5 & C.O. 130//Mum/2023 Manubhai Gems Private Ltd.
The ld. AR on the other hand, submitted that the assessee has furnished all the relevant details with individual party-wise break up of the entire advances received and also the details of subsequent sales along with invoice copies. The ld. AR drew our attention to the submissions dated 20.05.2019 and 23.05.2019 submitted before the Investigation Wing wherein the details of the advance received are submitted (page 213 to 237 and pg. 160 to 212 of PB) along with copies of the Final Sales Bills raised by the assessee on the customers who gave advances. The ld. AR also submitted that the above details furnished before the DDIT, Investigation were also filed before the AO and the CIT(A). The ld. AR drew our attention to the findings given by the CIT(A) to submit that the CIT(A) has thoroughly examined the details furnished and given a clear finding while deleting the addition made by the AO in this regard. The relevant findings of the CIT(A) is extracted below:
“6.3 I have considered the contentions of the AO and the assessee very carefully,. The dispute is regarding the taxability of Rs. 3,47,23,223/- shown as advances by the assessee. 6.4 It is seen that during the assessment proceedings, the appellant has furnished a chart titled as "reconciliation of advances pending as on 26.03.2019. The chart contains several columns including the amount, name of the customer, advance received further bifurcated into cash/cheque/card, advance repayment date, bill details, if such advance has resulted into sales later on. It is seen that out of advances of Rs. 3,47,23,223/-, Rs. 1,11,63,666/- has been received by way of cheque/credit card. Thus, close to 1/3 of the advances do have a banking trail, The details given by the appellant show that sales have been booked in the subsequent year in respect of several of the items and that some of the amounts have been returned back. The nature of trade i.e. Gold jewellery has also to be taken into account. 6.5 As regards the statement of Shri Sagar Patel (PRO) that bills are split below Rs. 2 lacs, the same is not relevant at this juncture for deciding the taxability of this amount in as much as the sales are booked in majority of the cases and funds are stated to have been returned back in the remaining cases. The statement may be relevant when the issue of sales splitting/cash 6 & C.O. 130//Mum/2023 Manubhai Gems Private Ltd. sales etc., are decided. As regards sales suppression made in the statement, it is a fact that separate addition for the same has been made by the AO, based on factual discrepancies in stock. 6.6 When the receipts are accounted for in the books of accounts, a case for separate addition does not lie. On perusal of the details furnished by the appellant, it is seen that Rs. 3.29 crs. Le about 95% of the advances have eventually resulted in sales in subsequent years and 5% of these advances have been returned back Further, out of the amounts refunded back, a bulk of them i.e. Rs. 11.60 lacs being refunded by way of cheque and only Rs. 5.98 lacs being refunded by way of cash. 6.6.1 In view of the above circumstances and factual basis, I am inclined to agree with the contention of the appellant that addition u/s. 41(1) is not sustainable. This is not a case where an allowance or deduction has been made for any year in respect of loss/expenditure or trading liability incurred by the assessee. Hence, the addition made u/s. 41(1) is deleted and appeal is allowed.”

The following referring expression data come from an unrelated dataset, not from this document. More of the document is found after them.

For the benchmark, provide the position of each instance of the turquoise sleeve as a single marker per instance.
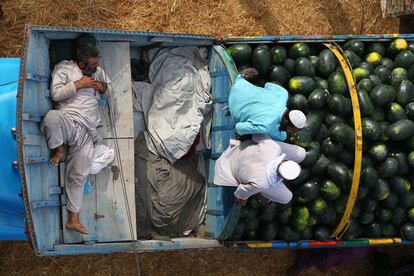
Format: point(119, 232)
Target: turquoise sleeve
point(244, 128)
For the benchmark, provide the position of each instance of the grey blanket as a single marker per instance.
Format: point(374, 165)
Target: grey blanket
point(169, 198)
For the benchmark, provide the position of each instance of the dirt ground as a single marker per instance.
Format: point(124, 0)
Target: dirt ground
point(218, 17)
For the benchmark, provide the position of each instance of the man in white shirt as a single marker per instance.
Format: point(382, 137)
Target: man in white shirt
point(76, 88)
point(259, 166)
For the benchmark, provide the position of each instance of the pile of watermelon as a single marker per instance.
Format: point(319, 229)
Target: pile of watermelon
point(384, 75)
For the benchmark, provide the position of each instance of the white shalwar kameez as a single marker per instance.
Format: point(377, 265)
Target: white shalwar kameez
point(248, 165)
point(74, 124)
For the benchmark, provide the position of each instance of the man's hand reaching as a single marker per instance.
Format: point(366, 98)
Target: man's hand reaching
point(85, 82)
point(88, 82)
point(100, 87)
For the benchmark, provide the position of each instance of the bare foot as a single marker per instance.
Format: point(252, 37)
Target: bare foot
point(57, 155)
point(261, 199)
point(76, 226)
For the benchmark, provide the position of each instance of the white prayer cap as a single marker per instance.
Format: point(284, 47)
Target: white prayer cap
point(289, 170)
point(297, 118)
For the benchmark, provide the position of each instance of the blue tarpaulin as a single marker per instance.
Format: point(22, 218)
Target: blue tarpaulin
point(11, 204)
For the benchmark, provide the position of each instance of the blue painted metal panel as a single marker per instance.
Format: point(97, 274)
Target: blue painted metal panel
point(320, 38)
point(11, 204)
point(219, 199)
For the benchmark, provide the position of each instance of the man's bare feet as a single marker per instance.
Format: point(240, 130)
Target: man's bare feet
point(261, 199)
point(74, 224)
point(57, 155)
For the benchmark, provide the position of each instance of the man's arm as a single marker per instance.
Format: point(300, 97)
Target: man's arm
point(61, 87)
point(244, 128)
point(277, 134)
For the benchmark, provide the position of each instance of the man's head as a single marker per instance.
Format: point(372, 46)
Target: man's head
point(87, 58)
point(293, 120)
point(289, 170)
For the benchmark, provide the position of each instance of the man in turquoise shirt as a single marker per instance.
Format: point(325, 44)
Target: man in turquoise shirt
point(258, 110)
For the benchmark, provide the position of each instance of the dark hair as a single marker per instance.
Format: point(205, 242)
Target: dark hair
point(85, 51)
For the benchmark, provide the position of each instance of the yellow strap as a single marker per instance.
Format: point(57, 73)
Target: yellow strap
point(343, 225)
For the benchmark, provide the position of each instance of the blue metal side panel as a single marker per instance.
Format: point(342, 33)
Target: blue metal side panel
point(11, 205)
point(40, 176)
point(219, 199)
point(321, 38)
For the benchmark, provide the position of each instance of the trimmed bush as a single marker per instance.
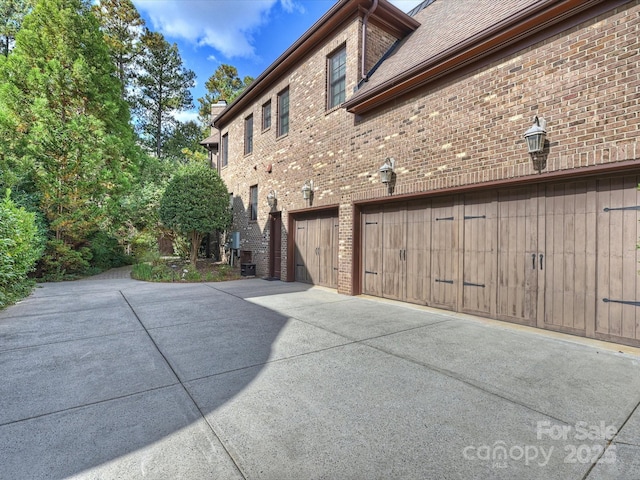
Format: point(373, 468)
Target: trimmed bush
point(20, 249)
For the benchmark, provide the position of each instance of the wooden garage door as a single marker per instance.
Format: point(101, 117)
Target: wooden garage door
point(316, 250)
point(559, 256)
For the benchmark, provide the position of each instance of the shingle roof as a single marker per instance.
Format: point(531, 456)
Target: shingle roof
point(445, 24)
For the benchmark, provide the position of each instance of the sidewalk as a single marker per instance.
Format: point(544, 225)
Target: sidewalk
point(114, 378)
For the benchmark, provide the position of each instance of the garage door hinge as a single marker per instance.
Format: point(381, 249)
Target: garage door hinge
point(635, 207)
point(624, 302)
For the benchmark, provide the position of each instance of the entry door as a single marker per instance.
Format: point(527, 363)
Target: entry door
point(317, 251)
point(444, 251)
point(372, 253)
point(518, 255)
point(618, 286)
point(568, 257)
point(479, 253)
point(275, 245)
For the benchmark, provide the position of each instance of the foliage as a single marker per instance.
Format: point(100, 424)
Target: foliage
point(195, 203)
point(20, 248)
point(65, 129)
point(162, 88)
point(175, 271)
point(224, 84)
point(187, 135)
point(12, 13)
point(122, 27)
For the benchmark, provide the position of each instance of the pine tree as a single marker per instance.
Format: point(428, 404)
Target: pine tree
point(62, 115)
point(122, 27)
point(162, 89)
point(224, 84)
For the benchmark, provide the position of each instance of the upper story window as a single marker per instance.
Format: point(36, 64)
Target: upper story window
point(266, 116)
point(248, 134)
point(224, 150)
point(337, 78)
point(283, 112)
point(253, 203)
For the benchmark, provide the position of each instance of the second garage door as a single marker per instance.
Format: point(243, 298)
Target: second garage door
point(316, 250)
point(559, 256)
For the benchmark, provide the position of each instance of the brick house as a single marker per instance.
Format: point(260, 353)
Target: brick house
point(470, 221)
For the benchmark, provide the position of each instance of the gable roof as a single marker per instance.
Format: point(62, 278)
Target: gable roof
point(455, 33)
point(385, 15)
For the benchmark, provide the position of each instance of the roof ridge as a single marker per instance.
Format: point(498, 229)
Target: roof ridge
point(418, 8)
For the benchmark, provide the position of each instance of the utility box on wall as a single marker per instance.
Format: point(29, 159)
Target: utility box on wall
point(248, 269)
point(235, 240)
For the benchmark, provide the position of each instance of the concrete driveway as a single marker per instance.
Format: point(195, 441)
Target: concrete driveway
point(113, 378)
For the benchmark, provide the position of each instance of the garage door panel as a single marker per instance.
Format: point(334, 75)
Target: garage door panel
point(479, 256)
point(393, 242)
point(518, 256)
point(443, 248)
point(316, 250)
point(418, 247)
point(617, 261)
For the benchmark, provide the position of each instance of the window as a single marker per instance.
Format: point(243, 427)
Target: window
point(337, 78)
point(283, 112)
point(266, 116)
point(248, 135)
point(253, 203)
point(224, 151)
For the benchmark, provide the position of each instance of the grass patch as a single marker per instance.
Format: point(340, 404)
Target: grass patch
point(174, 270)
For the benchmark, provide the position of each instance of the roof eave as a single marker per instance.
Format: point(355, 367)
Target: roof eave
point(386, 16)
point(529, 21)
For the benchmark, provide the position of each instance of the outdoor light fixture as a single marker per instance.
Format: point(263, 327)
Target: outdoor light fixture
point(535, 138)
point(307, 190)
point(272, 199)
point(386, 170)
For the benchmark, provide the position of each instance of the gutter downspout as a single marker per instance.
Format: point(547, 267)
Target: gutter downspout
point(365, 22)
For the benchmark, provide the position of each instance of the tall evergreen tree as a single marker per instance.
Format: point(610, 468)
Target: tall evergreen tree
point(61, 115)
point(224, 84)
point(122, 27)
point(162, 89)
point(12, 13)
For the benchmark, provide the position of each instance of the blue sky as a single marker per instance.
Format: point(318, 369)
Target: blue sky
point(248, 34)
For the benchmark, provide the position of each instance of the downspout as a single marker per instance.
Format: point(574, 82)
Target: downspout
point(365, 22)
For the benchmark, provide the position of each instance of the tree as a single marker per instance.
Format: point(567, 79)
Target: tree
point(187, 135)
point(224, 84)
point(163, 88)
point(196, 202)
point(12, 13)
point(19, 249)
point(63, 119)
point(122, 27)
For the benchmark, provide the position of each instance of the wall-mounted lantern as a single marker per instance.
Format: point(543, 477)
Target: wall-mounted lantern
point(386, 170)
point(272, 199)
point(535, 138)
point(307, 191)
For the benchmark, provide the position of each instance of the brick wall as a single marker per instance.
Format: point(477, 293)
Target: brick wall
point(585, 82)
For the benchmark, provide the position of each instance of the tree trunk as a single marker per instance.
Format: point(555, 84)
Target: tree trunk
point(196, 240)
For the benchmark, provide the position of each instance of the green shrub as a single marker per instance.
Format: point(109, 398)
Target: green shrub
point(106, 252)
point(20, 248)
point(61, 262)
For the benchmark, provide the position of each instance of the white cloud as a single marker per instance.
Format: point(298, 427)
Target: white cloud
point(226, 26)
point(186, 115)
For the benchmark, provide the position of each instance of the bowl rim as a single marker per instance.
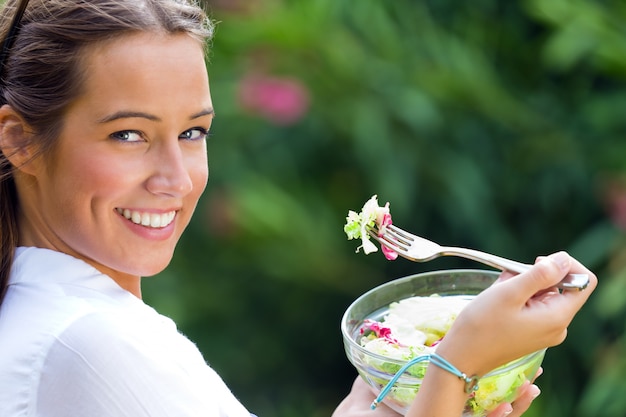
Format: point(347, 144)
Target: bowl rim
point(352, 344)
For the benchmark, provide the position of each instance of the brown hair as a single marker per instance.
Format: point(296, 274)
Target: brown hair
point(41, 75)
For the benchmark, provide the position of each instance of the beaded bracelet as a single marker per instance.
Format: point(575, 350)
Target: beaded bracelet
point(471, 382)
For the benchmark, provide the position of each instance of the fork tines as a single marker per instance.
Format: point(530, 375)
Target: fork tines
point(390, 239)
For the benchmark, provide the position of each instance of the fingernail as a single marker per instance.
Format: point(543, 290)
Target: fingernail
point(561, 259)
point(534, 391)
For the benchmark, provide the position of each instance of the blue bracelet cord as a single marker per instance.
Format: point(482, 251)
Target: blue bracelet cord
point(471, 382)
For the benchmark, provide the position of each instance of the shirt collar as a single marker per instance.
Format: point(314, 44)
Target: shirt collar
point(32, 265)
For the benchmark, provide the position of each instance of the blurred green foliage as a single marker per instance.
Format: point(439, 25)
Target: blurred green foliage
point(490, 124)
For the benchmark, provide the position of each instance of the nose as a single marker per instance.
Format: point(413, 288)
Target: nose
point(171, 174)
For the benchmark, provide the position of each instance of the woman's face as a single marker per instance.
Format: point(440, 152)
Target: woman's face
point(130, 163)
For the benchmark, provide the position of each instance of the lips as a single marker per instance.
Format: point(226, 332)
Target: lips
point(153, 220)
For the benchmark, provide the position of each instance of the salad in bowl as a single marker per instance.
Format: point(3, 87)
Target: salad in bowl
point(401, 322)
point(406, 318)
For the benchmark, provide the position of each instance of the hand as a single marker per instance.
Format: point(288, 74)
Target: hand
point(357, 403)
point(515, 317)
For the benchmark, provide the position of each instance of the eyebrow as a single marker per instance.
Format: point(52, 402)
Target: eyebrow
point(126, 114)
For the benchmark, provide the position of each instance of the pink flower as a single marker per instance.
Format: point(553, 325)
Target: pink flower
point(378, 329)
point(383, 221)
point(281, 100)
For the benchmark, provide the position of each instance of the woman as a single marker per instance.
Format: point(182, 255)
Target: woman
point(105, 111)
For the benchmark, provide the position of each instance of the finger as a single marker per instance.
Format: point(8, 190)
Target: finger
point(544, 274)
point(524, 400)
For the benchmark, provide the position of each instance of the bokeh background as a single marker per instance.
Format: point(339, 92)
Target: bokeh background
point(497, 125)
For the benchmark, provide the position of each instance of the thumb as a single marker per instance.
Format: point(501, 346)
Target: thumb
point(546, 273)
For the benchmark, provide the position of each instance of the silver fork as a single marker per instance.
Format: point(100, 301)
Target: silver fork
point(418, 249)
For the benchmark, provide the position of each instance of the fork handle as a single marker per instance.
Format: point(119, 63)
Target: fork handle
point(570, 282)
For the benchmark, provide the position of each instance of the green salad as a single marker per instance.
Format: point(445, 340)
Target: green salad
point(413, 327)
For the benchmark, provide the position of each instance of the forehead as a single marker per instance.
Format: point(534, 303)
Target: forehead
point(147, 70)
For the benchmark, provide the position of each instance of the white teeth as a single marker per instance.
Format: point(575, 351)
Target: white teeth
point(154, 220)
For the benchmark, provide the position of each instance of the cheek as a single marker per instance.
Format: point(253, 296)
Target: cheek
point(199, 174)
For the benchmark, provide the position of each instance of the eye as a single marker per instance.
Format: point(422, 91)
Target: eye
point(196, 133)
point(127, 136)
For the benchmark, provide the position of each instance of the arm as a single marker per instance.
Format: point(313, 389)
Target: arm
point(515, 317)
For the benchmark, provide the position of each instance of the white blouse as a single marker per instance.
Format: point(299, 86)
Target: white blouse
point(75, 344)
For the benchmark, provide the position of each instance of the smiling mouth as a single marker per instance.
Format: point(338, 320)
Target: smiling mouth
point(154, 220)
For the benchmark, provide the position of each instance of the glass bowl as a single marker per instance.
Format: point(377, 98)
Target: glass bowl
point(496, 387)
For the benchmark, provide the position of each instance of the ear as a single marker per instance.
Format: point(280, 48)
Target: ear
point(16, 140)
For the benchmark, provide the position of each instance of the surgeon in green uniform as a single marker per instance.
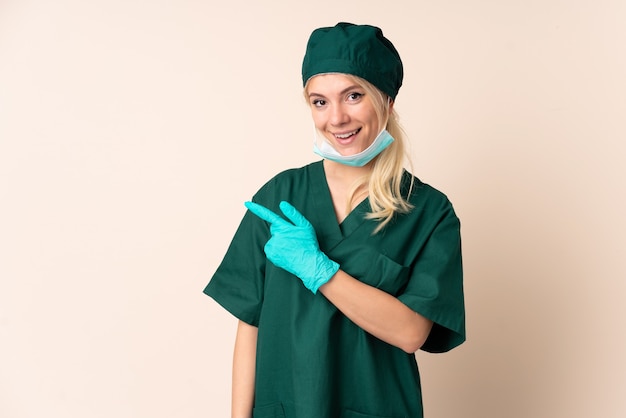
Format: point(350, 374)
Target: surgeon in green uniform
point(340, 270)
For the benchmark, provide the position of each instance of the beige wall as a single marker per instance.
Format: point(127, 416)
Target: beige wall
point(132, 131)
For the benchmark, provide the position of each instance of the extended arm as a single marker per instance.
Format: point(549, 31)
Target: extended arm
point(244, 362)
point(294, 247)
point(377, 312)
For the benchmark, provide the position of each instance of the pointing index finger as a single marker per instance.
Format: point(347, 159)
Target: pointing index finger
point(264, 213)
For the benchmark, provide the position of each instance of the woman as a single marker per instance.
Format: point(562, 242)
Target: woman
point(342, 269)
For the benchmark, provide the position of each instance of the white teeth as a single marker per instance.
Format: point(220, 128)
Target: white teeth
point(344, 136)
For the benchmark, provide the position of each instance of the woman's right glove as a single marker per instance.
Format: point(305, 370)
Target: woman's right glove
point(293, 246)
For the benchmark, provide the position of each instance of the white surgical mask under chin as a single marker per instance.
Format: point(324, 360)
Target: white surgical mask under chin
point(325, 150)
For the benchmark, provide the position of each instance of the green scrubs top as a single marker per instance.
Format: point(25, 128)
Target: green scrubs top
point(312, 361)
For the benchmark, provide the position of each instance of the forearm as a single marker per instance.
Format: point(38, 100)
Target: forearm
point(377, 312)
point(244, 363)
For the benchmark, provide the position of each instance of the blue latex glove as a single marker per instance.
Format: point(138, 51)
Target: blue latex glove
point(294, 247)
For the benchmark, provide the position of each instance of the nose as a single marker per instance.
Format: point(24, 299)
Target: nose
point(339, 115)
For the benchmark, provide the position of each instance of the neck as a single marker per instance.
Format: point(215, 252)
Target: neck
point(346, 172)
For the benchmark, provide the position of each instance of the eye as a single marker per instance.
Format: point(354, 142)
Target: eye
point(354, 96)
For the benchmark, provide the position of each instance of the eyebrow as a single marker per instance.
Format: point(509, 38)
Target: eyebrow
point(341, 93)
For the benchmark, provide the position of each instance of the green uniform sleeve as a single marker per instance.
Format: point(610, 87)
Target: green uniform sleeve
point(238, 282)
point(435, 288)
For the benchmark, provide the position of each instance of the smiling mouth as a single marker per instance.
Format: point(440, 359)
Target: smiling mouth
point(347, 134)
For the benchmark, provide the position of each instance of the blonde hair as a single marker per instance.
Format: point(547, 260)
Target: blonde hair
point(384, 181)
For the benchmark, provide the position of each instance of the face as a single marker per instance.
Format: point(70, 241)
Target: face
point(342, 112)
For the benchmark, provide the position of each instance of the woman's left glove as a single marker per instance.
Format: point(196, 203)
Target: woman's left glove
point(294, 247)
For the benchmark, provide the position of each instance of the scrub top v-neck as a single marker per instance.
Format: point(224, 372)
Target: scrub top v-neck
point(312, 361)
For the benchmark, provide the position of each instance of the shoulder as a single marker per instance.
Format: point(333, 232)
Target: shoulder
point(423, 194)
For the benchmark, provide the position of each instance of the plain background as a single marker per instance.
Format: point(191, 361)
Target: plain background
point(132, 131)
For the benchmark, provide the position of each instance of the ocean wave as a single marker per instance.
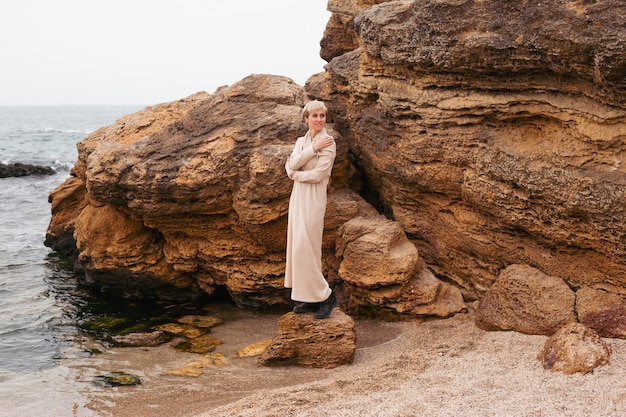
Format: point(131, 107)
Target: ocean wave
point(56, 165)
point(64, 131)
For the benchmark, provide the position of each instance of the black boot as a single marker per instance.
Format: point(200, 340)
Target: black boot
point(306, 307)
point(326, 307)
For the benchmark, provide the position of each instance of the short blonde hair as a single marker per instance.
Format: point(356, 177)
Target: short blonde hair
point(313, 105)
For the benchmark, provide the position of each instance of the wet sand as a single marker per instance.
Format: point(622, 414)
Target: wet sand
point(435, 368)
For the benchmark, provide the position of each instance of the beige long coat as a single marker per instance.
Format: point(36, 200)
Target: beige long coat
point(310, 173)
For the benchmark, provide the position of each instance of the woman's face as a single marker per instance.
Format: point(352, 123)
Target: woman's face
point(316, 121)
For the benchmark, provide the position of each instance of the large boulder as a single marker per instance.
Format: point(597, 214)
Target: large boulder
point(305, 341)
point(493, 132)
point(526, 300)
point(383, 274)
point(575, 348)
point(602, 311)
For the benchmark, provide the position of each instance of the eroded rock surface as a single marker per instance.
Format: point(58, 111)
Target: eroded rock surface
point(305, 341)
point(528, 301)
point(492, 131)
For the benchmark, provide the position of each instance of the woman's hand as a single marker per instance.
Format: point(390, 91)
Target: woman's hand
point(322, 143)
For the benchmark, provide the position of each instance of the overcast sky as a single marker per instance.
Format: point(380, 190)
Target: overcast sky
point(61, 52)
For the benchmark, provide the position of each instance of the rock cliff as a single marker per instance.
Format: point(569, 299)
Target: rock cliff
point(486, 134)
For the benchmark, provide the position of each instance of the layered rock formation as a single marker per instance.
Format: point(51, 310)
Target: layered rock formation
point(487, 133)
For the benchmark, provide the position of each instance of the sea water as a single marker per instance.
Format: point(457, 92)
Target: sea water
point(39, 296)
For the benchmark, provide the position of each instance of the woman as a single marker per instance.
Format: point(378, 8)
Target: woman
point(309, 166)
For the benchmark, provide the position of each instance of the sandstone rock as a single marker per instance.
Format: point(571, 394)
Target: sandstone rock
point(190, 195)
point(526, 300)
point(603, 312)
point(383, 274)
point(202, 322)
point(254, 349)
point(492, 132)
point(200, 344)
point(575, 348)
point(23, 170)
point(304, 341)
point(67, 200)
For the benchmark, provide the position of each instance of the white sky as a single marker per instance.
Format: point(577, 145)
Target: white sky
point(151, 51)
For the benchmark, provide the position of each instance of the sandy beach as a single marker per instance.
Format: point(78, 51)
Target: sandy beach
point(435, 368)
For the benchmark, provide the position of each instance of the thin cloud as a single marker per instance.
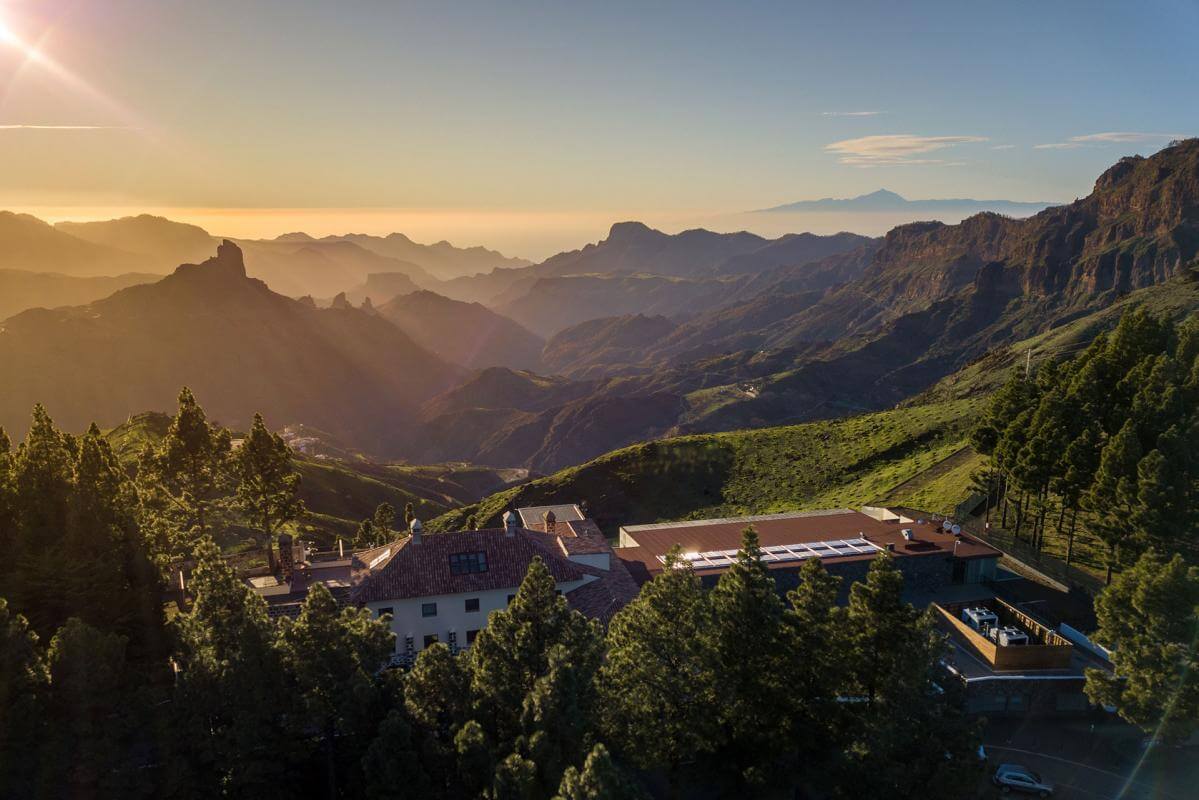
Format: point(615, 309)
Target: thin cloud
point(66, 127)
point(1109, 137)
point(897, 150)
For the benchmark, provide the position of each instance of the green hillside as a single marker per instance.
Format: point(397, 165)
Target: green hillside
point(915, 456)
point(1176, 299)
point(818, 464)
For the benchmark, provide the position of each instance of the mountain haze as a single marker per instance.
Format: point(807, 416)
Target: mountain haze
point(464, 334)
point(241, 348)
point(884, 200)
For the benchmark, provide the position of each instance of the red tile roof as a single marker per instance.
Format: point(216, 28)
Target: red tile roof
point(422, 569)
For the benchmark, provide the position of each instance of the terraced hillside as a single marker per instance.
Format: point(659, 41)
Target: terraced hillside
point(817, 464)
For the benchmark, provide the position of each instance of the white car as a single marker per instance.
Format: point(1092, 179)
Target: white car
point(1020, 779)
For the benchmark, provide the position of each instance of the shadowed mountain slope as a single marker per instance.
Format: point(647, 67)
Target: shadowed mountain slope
point(238, 344)
point(463, 332)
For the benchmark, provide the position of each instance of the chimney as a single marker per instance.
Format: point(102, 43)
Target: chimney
point(287, 557)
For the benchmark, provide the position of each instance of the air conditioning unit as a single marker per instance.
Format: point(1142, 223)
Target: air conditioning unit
point(1012, 636)
point(980, 619)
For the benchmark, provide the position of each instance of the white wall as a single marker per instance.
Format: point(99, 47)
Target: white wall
point(452, 615)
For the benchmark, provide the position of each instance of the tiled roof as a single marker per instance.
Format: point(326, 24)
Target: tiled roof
point(602, 599)
point(532, 516)
point(422, 569)
point(795, 528)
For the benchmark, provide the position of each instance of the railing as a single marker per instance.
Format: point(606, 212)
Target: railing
point(1034, 558)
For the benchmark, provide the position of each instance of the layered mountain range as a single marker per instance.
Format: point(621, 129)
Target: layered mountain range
point(240, 347)
point(634, 337)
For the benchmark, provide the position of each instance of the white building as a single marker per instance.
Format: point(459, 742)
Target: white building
point(441, 587)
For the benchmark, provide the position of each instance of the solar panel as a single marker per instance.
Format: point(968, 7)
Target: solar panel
point(782, 553)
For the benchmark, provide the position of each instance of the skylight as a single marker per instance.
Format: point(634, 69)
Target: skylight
point(781, 553)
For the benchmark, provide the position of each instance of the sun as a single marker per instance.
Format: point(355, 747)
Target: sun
point(6, 34)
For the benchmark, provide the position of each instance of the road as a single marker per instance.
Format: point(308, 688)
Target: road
point(1085, 763)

With regard to the contention that the complete details with regard to the parties are not furnished, the ld. AR submitted that in the reconciliation statements the details such as advance bill number, advance date, customer name, mobile number, mode of payment, sales bill date against which such advance is adjusted sales bill date, GST component etc. The ld. AR also submitted that around 50% of the advance are received through A/c Payee cheque and wherever the advances not converted into sales, the amount is returned and the same is also mentioned with details in the above referred reconciliation statement. The ld. AR argued that the advances outstanding for a long period of time cannot be the reason for making the addition since the period of advance depends on the time consumed in making the selected jewellery which depends on may factors. The ld. AR submitted that the AO cannot treat the advance received as income under section 41(1) since there is no cessation of the said liability and the liability has not become unenforceable or written off by the assessee. The ld. AR further argued that when the assessee has adjusted the advance against subsequent sales, there cannot be any reason to treat
7 & C.O. 130//Mum/2023 Manubhai Gems Private Ltd. the amount outstanding as income under section 41(1). The Ld. AR relied on the decision of the Hon'ble Supreme Court in the case of CIT Vs. Mahindra and Mahindra Ltd. (2018) 404 ITR 1. With regard to the alternate claim of the AO that the addition is made under section 28(iv), the ld. AR submitted that section 28(iv) cannot be applied when the assessee has received the advances in cash and in this regard also relied on the decision of CIT Vs. Mahindra and Mahindra Ltd (supra).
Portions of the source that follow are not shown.